This is the same approached used by Saxon and Snow (2020)

## Data Pipeline

I'm going to be working with a tutorial from a [FOSS4G Workshop](https://workshop.pgrouting.org/2.7/en/index.html) as a starting point. The pipeline looks like:

* Download OSM extract from [Geofabrik](https://download.geofabrik.de/)
* Use database in Docker using [pgrouting/pgrouting](https://hub.docker.com/r/pgrouting/pgrouting) image.
* Install a few utilities (osm2pgrouting, osmctools, osmium-tool) for data cleaning/clipping/conversion.
* Connect to the database through Jupyter with ipython-sql

## Preliminary Work and VIz

I've been able to construct the Docker container and scripts for a database. We can connect to the database with:

In [3]:
%sql postgresql://root:cybergis@localhost:5432/routing

and then obtain the network geometry within a bounding box with the following SQL command:

In [4]:
%%sql network_geom <<
SELECT ST_AsText(the_geom) AS route_readable FROM ways
WHERE the_geom && ST_MakeEnvelope(-88.23, 40.10, -88.22, 40.11, 4326);

 * postgresql://root:***@localhost:5432/routing
3093 rows affected.
Returning data to local variable network_geom


...then load the geometry with shapely and convert to a GeoDataFrame...

In [5]:
geom = [shapely.wkt.loads(x[0]) for x in network_geom]
gdf = gpd.GeoDataFrame(crs="epsg:4326", geometry = geom)
print(len(gdf))
gdf.head()

3093


Unnamed: 0,geometry
0,"LINESTRING (-88.22381 40.10357, -88.22348 40.1..."
1,"LINESTRING (-88.22381 40.10357, -88.22381 40.1..."
2,"LINESTRING (-88.22349 40.10253, -88.22345 40.1..."
3,"LINESTRING (-88.22377 40.10152, -88.22350 40.1..."
4,"LINESTRING (-88.22400 40.10068, -88.22293 40.1..."

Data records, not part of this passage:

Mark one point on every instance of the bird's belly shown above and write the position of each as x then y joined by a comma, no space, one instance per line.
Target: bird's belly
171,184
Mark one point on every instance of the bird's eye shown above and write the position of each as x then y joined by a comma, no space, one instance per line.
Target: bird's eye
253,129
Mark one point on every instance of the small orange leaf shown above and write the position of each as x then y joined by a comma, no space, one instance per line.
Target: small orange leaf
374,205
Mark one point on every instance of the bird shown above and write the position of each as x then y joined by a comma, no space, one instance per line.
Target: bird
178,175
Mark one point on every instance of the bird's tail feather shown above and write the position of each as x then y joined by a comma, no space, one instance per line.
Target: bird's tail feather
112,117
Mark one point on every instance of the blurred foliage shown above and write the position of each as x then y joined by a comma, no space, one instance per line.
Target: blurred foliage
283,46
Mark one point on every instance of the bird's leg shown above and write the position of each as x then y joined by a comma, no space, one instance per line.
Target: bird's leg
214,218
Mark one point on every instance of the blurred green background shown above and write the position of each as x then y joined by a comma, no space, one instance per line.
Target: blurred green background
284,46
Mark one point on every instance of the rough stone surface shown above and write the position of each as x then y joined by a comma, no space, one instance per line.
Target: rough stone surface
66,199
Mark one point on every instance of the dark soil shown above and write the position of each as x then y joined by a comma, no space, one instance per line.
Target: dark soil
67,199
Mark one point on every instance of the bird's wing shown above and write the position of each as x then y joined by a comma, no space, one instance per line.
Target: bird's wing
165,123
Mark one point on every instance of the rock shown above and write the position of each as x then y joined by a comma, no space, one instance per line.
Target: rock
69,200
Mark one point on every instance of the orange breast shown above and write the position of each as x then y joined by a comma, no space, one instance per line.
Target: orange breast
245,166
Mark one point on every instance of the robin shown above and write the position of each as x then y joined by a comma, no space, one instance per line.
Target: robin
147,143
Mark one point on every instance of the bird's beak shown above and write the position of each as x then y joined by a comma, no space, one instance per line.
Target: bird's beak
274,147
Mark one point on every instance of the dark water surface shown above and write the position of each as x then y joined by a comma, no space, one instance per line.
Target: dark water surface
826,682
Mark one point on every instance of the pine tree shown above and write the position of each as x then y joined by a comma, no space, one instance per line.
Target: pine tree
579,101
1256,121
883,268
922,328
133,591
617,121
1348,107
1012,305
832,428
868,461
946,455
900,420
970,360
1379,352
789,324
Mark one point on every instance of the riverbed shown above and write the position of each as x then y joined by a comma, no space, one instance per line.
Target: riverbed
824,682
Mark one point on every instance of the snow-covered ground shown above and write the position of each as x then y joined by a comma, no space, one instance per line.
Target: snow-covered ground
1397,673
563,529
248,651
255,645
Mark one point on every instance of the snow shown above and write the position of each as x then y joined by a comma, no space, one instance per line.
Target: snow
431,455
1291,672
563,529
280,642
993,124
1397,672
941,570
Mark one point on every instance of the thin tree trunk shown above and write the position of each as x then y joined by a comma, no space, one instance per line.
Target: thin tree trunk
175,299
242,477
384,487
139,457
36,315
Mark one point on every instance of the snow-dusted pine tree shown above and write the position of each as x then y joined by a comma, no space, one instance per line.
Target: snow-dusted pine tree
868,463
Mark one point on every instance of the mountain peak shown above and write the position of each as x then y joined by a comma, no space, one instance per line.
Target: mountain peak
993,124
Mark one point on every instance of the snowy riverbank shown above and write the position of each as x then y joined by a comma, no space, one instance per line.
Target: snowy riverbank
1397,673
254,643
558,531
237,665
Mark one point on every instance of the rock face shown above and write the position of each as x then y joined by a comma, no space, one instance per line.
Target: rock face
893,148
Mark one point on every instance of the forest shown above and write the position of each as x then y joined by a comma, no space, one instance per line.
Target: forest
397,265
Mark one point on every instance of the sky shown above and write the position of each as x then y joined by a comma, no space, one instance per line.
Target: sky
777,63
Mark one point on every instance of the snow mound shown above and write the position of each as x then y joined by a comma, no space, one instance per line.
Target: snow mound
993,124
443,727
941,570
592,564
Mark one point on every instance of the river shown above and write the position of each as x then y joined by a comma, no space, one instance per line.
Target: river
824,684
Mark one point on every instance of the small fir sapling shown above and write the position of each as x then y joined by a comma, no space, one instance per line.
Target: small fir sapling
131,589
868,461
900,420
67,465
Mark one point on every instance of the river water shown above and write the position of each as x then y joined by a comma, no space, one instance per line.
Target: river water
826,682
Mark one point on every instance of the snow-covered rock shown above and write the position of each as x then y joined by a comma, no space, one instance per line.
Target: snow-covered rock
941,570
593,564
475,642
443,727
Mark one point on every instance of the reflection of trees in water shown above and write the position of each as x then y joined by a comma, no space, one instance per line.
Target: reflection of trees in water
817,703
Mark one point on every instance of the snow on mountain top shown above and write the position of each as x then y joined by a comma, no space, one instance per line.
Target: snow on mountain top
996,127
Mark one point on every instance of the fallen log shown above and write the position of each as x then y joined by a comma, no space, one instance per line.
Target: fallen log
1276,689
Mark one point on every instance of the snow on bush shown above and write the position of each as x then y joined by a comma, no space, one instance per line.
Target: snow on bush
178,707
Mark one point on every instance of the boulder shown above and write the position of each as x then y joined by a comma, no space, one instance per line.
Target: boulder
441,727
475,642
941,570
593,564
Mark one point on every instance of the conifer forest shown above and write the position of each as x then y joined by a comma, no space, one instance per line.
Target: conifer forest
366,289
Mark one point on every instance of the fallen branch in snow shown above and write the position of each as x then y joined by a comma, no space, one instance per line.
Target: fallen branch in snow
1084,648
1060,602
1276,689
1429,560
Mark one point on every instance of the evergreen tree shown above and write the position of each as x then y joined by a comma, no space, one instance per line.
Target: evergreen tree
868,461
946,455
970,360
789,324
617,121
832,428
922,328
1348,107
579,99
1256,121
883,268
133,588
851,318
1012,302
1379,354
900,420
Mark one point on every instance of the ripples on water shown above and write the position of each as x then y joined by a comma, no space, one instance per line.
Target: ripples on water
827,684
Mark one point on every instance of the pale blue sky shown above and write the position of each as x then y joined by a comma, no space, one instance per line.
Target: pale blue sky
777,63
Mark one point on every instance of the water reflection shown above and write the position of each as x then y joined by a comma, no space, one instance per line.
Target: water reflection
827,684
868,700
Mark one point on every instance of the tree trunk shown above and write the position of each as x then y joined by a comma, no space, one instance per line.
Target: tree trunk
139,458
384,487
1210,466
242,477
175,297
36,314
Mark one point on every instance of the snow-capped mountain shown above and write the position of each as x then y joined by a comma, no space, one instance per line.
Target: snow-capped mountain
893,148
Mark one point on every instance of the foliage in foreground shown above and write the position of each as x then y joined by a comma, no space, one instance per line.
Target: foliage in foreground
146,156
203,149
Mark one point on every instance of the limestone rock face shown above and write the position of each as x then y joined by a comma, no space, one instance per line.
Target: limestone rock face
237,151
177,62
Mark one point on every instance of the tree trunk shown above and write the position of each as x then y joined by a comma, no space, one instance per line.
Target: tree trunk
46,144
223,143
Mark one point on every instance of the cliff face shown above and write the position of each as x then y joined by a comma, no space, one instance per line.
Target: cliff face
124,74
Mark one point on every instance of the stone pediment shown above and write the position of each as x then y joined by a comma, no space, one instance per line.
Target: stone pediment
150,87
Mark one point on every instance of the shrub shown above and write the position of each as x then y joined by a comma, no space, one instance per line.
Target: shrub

...and create an interactive visualization with Geopandas explore()

In [6]:
gdf.explore()

## Next Steps:

* Perform simple routing on the full network
* Perform cost-based routing (based on time rather than length)
* Perform routing on a vehicle only network (exclude pedestrian and cycling routes)
* Perform routing between arbitrary coordinates (not node IDs).

**Stretch Goals:**

* Routing between many origins and destinations
* Load origin and destination tables and route between them
* Implement more data cleaning (remove disconnected components, etc.)